The ig noble prize. I never even knew there was a red footed tortoise let alone if they were subject to contagious yawning .


----------



## dilute micro (Sep 30, 2011)

How much money do you think this tidbit of knowledge costed?


----------



## Cid (Sep 30, 2011)

For findings this significant? Who gives a shit.


----------



## ferrelhadley (Oct 3, 2011)

While I did enjoy a laugh at it, when you look at the larger body of her work you can see how this fits into genuine science.

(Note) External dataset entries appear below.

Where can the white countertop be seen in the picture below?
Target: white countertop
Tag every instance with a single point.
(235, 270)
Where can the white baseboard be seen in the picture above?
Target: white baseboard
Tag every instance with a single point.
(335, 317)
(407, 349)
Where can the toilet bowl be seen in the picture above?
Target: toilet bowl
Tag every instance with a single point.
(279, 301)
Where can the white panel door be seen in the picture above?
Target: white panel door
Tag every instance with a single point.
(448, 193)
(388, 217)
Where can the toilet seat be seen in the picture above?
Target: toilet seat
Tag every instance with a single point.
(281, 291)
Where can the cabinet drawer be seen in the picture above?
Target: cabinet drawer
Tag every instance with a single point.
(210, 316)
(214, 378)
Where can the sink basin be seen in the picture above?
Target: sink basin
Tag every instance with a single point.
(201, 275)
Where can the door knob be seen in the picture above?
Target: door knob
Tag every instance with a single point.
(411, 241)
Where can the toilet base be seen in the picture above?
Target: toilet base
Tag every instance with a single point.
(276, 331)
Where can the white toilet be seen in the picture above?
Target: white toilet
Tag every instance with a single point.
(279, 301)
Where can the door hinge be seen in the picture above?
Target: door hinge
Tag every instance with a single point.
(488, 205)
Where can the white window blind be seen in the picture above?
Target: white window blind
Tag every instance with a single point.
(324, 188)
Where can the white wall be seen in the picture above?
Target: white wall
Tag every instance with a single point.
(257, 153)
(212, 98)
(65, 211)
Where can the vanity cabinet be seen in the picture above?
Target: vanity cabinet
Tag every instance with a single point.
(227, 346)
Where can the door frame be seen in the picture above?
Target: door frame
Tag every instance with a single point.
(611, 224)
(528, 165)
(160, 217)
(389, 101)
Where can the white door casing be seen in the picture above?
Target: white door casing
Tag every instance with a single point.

> *Blair, C. A. J., Wilkinson, A., & Hall, G*. (2004). Assessments of changes in the effective salience of stimulus elements as a result of stimulus preexposure. Journal of Experimental Psychology: Animal Behavior Processes, 30, 317-24.
> *Kirkpatrick, K., Wilkinson, A., & Johnston, S*. (2007). Pigeons discriminate continuous vs. discontinuous line segments. Journal of Experimental Psychology: Animal Behavior Processes, 33, 273-286.
> *Wilkinson, A., Chan, H. M., & Hall, G*. (2007). A study of spatial learning and memory in the tortoise (Geochelone carbonaria). Journal of Comparative Psychology, 121, 412-418.
> *Huber, L., & Wilkinson, A*. (2009). The evolutionary approach to perception. In B. Goldstein (Ed.) Encyclopedia of Perception. London: SAGE.
> ...


Its part of slowly understanding how brains work. Its unloved work like this that helps build the broader knowledge base that the next big break throughs come from.

http://www.lincoln.ac.uk/dbs/staff/2783.asp

Her research is described here
http://cogbio.univie.ac.at/labs/cold-blooded-cognition-lab/


----------